Here’s a microbenchmark where we step the above MSF 1,000,000 times, comparing the two approaches:

benchmarking step encoding
time                 767.4 ms   (679.6 ms .. 876.4 ms)
                     0.998 R²   (0.992 R² .. 1.000 R²)
mean                 856.6 ms   (816.4 ms .. 922.6 ms)
std dev              63.62 ms   (9.070 ms .. 83.67 ms)
variance introduced by outliers: 21% (moderately inflated)

benchmarking feedback/liftK encoding
time                 3.973 ms   (3.967 ms .. 3.981 ms)
                     1.000 R²   (1.000 R² .. 1.000 R²)
mean                 3.990 ms   (3.984 ms .. 4.000 ms)
std dev              24.95 μs   (18.74 μs .. 34.96 μs)

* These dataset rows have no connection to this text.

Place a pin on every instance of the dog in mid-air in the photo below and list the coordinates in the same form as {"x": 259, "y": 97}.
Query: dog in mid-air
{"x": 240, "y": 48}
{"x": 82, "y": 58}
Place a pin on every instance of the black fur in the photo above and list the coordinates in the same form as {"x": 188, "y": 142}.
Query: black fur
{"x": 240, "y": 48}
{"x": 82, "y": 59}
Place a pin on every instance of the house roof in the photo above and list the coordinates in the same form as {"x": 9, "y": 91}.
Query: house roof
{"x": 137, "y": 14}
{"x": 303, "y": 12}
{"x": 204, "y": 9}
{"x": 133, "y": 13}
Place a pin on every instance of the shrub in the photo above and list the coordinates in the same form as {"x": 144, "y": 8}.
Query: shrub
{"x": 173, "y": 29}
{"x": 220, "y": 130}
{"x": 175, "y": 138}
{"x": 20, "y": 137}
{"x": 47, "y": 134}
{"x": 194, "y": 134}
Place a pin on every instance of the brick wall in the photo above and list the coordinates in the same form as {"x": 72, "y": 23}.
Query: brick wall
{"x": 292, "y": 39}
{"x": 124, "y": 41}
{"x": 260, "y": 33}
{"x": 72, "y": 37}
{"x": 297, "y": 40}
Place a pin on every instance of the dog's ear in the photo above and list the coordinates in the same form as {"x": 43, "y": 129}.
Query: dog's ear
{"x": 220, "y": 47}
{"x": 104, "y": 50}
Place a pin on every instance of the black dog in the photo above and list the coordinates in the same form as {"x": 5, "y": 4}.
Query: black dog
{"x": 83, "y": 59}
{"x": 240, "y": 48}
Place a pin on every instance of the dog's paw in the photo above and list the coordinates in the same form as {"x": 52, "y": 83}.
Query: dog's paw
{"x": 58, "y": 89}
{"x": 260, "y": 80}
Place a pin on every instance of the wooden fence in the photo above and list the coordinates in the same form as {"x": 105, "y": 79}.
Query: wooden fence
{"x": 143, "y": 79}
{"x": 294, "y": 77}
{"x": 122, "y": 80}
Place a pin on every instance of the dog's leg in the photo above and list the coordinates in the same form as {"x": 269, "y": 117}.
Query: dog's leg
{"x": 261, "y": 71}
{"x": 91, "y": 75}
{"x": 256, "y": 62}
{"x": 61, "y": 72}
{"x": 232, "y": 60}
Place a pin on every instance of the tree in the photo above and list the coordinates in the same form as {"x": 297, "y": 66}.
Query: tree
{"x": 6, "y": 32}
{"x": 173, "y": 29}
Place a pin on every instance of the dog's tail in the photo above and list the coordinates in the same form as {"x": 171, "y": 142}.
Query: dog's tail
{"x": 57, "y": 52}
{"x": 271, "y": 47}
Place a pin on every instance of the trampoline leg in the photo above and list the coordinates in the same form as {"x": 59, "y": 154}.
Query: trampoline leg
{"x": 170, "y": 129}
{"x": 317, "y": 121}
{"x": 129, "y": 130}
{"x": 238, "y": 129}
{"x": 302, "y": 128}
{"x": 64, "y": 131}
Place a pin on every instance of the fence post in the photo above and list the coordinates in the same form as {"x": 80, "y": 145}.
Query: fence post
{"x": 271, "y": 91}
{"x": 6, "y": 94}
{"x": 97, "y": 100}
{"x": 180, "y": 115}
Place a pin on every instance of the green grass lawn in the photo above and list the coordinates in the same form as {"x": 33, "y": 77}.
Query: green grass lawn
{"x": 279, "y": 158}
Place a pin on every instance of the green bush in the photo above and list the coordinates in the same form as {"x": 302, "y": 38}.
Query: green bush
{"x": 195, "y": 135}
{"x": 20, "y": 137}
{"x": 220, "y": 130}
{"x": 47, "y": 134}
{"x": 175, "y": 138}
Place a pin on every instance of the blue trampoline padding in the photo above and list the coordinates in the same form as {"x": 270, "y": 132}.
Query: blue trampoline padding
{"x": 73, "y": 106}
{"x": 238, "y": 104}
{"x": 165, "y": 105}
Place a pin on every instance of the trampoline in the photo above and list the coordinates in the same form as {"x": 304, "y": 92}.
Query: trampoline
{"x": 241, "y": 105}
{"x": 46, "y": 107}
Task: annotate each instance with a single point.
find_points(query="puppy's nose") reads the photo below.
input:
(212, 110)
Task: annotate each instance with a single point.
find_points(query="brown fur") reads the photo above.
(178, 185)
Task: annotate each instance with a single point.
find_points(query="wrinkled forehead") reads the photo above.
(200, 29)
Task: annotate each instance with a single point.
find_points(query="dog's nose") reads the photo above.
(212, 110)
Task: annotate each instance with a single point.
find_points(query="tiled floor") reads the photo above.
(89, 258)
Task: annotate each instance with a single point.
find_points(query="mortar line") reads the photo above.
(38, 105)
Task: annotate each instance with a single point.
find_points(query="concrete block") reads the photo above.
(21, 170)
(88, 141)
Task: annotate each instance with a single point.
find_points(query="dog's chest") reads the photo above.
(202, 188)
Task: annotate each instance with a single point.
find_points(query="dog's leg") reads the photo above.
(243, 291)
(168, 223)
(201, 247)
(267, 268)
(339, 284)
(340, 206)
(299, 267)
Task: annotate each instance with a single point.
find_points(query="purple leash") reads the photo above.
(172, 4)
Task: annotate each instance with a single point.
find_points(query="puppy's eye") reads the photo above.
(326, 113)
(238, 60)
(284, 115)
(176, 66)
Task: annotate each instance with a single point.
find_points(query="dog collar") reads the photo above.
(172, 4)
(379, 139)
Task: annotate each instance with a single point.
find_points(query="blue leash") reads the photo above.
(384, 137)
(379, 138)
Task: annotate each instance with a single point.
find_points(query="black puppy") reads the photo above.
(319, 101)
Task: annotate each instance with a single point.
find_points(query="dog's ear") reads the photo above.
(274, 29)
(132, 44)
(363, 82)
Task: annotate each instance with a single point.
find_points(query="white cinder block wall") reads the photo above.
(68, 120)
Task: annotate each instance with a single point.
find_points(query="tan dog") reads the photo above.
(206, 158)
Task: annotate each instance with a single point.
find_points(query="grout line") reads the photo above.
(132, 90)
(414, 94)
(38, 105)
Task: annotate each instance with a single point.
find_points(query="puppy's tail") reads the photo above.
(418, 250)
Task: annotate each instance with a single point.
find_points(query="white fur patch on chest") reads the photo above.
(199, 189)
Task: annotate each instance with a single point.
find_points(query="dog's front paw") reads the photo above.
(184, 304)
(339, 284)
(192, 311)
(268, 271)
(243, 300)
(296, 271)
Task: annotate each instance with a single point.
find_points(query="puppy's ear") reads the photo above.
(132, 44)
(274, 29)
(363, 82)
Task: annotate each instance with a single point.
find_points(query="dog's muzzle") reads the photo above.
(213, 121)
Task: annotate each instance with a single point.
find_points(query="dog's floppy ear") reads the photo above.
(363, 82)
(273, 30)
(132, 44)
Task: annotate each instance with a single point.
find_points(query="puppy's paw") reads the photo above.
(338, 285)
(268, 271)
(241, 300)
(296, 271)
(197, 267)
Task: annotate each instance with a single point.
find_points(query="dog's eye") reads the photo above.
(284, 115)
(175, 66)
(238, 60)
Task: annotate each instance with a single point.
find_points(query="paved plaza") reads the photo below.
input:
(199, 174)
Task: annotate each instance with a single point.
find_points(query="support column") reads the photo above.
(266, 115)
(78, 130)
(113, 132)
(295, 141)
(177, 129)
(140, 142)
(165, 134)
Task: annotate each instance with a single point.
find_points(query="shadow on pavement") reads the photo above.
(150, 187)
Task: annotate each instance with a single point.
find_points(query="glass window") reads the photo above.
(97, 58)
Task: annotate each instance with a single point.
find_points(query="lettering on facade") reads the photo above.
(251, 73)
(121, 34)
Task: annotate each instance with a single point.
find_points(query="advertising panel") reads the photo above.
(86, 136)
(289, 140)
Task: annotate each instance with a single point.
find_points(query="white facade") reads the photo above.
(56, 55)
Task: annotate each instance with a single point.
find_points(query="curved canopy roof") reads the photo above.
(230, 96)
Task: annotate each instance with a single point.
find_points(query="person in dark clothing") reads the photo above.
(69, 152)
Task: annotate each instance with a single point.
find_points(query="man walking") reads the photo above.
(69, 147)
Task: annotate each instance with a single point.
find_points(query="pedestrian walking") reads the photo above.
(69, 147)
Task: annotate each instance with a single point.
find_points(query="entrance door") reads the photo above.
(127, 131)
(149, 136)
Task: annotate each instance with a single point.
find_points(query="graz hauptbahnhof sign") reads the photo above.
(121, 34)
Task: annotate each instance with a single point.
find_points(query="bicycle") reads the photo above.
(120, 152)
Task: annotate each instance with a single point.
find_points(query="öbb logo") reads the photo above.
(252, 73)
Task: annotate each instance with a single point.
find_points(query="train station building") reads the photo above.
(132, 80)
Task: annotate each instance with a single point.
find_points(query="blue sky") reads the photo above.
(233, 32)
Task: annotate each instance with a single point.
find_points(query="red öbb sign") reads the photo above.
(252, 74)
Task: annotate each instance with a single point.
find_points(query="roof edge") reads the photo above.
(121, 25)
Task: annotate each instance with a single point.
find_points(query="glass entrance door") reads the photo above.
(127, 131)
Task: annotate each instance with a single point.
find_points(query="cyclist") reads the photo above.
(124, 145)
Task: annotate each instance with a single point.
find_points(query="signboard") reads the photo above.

On the one hand, this is a silly microbenchmark. On the other hand, holy crap it got 200 times faster!

Going further

In a future post, I’ll look at the case m = Either e in more detail. In this case, MSFs are a monad in the exception type e, which is extremely useful for sequencing computations together. However, with our definition above, (>>=) still needs to be implemented recursively. As it turns out, we’ll be saved by a free monad.